The DRB, a committee in charge of reviewing complaints against the Vendor Code of Conduct, had asked Coke to choose an independent investigator to look into alleged human rights violations in Asia and South America by Dec. 31.

In a letter dated Dec. 16, Coke said it would miss that deadline, due to what the company called “legal risks” stemming from a current Florida lawsuit in which the company is defending itself from charges of human rights violations. The company does not want the results of the investigation to be used against it in the suit.

In response to the University’s decision, Coke released a statement saying it is “exploring other ways that we might be able to conduct an additional credible, objective and impartial independent third-party assessment in Colombia without incurring legal risks.”

Coca-Cola spokeswoman Kari Bjorhus said the company is exploring several options for conducting an assessment, but she could not say whether it would be able to meet the March 31 deadline.

The DRB recommended in June that Coke adhere to a list of five deadlines spaced out over the 2005-2006 academic year.

The first, which passed on Sept. 30, required Coke to agree in writing to an independent investigation.

The University decided not to suspend contracts at that point because the University’s Chief Financial Officer Timothy Slottow determined that the company’s letter was written in “good faith.”

Many student activists felt that Coke had avoided the issue.

Missing the Dec. 31 deadline has put Coke further behind schedule, but the University still expects Coke’s independent investigator to finish a report by March 31, with findings published by April 30. If the company fails to meet either of these deadlines, the suspension will continue.

The University’s total yearly expenditure on Coke products is $1.4 million. It holds 13 direct and indirect contracts with the company.

Most of those contracts expired between June and November, but were extended through the end of the year. The University did not enter into any new contracts during that time.
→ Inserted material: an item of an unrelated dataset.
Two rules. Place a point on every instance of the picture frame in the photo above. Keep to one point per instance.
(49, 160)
The Coalition to Cut the Contract with Coca-Cola, a group of student organizations that has led the effort to have the University cut its contracts with Coke, applauded the University’s decision in a written statement last week.

But the group said it is concerned that the University still maintains Coke is acting in “good faith” despite allegations of environmental and human rights violations.

The statement condemns Coke, stating that “the Coca-Cola Company’s efforts to treat those violations as public relations issues, instead of taking the necessary steps to become a socially responsible corporation.”

Coca-Cola products will not be completely eliminated from campus. Some third-party vendors such as restaurant franchises may continue to carry the products because they have agreements that require them to do so.

Campus vending machines that contain Coke products will either be stocked with alternate products or they will stay empty.